Thomas Bjorn (Getty Images)
Thomas Björn turned on the style to grab the 54 hole lead at the Commercialbank Qatar Masters presented by Dolphin Energy in Doha.
The former Ryder Cup star, who last October was one of Colin Montgomerie's vice-captains at The Celtic Manor Resort, birdied four of the last five holes to charge from one behind Austrian Markus Brier to one in front.
Bjorn, 40 in less than a fortnight, added a bogey-free 66 to his second round 65 and will resume the chase for the €303,113 first prize on 11 under par.
Brier, the World Number 478, was left to rue bogey sixes on both the ninth and 18th as he handed in a 69.
First his approach flew over the green, then he was twice in the dense rough right of the final fairway and had to lay up short of the water with his third shot.
Defending champion Robert Karlsson remains a threat three strokes behind Björn in third spot, outdoing even the leader with five birdies in his last seven holes for a 69.
“When you finish a round with four birdies in the last five, you have to walk off very happy,” said Björn, who won last year’s Estoril Open de Portugal.
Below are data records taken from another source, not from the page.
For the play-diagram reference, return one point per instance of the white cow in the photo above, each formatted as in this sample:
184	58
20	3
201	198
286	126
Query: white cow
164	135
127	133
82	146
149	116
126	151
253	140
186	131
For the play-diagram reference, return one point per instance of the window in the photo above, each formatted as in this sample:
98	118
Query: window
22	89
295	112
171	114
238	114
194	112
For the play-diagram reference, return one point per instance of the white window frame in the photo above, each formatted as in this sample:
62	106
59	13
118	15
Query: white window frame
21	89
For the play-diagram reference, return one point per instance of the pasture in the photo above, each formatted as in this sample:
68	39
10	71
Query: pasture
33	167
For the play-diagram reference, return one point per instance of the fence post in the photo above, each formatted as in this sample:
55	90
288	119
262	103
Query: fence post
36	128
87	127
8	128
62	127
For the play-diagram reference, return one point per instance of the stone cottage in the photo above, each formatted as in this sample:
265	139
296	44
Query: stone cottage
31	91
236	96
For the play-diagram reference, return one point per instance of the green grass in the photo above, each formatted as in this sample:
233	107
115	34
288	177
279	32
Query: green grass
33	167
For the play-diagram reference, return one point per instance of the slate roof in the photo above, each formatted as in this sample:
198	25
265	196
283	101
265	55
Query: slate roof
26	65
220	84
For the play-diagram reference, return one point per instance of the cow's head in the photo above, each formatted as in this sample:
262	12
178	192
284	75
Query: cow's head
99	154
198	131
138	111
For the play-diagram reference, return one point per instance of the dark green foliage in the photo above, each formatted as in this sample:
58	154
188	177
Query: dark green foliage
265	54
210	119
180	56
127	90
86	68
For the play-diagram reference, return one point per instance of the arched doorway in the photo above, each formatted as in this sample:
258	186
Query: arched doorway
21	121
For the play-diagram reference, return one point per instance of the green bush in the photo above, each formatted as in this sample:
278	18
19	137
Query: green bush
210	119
“I played fantastic yesterday to shoot that 65 and felt comfortable this morning, and felt good with the way my golf is. I'm feeling quite comfortable on the golf course considering it's been a while since I've been in that kind of situation, so I'm pleased with the way the day panned out.”
The ten-time European Tour winner started his run with a curling 18 footer at the 14th and finished with three more birdies, pitching over the lake to within three feet of the flag on the last.
Brier, who did not have a single top-20 finish on The European Tour last year and survived Qualifying School with nothing to spare in November, is playing on a sponsor's invitation and could yet reignite his career in dramatic fashion.
He had birdied the fourth and sixth before his slip at the ninth and picked up more strokes on the 11th, 12th and 16th thanks to a 25 foot putt.
“Obviously when you bogey the last, it's never nice,” admitted Brier. “But I just had a really bad shot and deserved the bad lie there, so I had no chance going for three. It happens, and the rest was good.
“I made a few crunch putts at the end, especially 16, 17 was good. I got a bit lazy with my shots at the end, but I managed to keep my score good, and just one shot back is nothing.”
South African Thomas Aiken is in fourth place on seven under, four behind, and one further back come 2009 winner Alvaro Quiros and England's Richard Finch.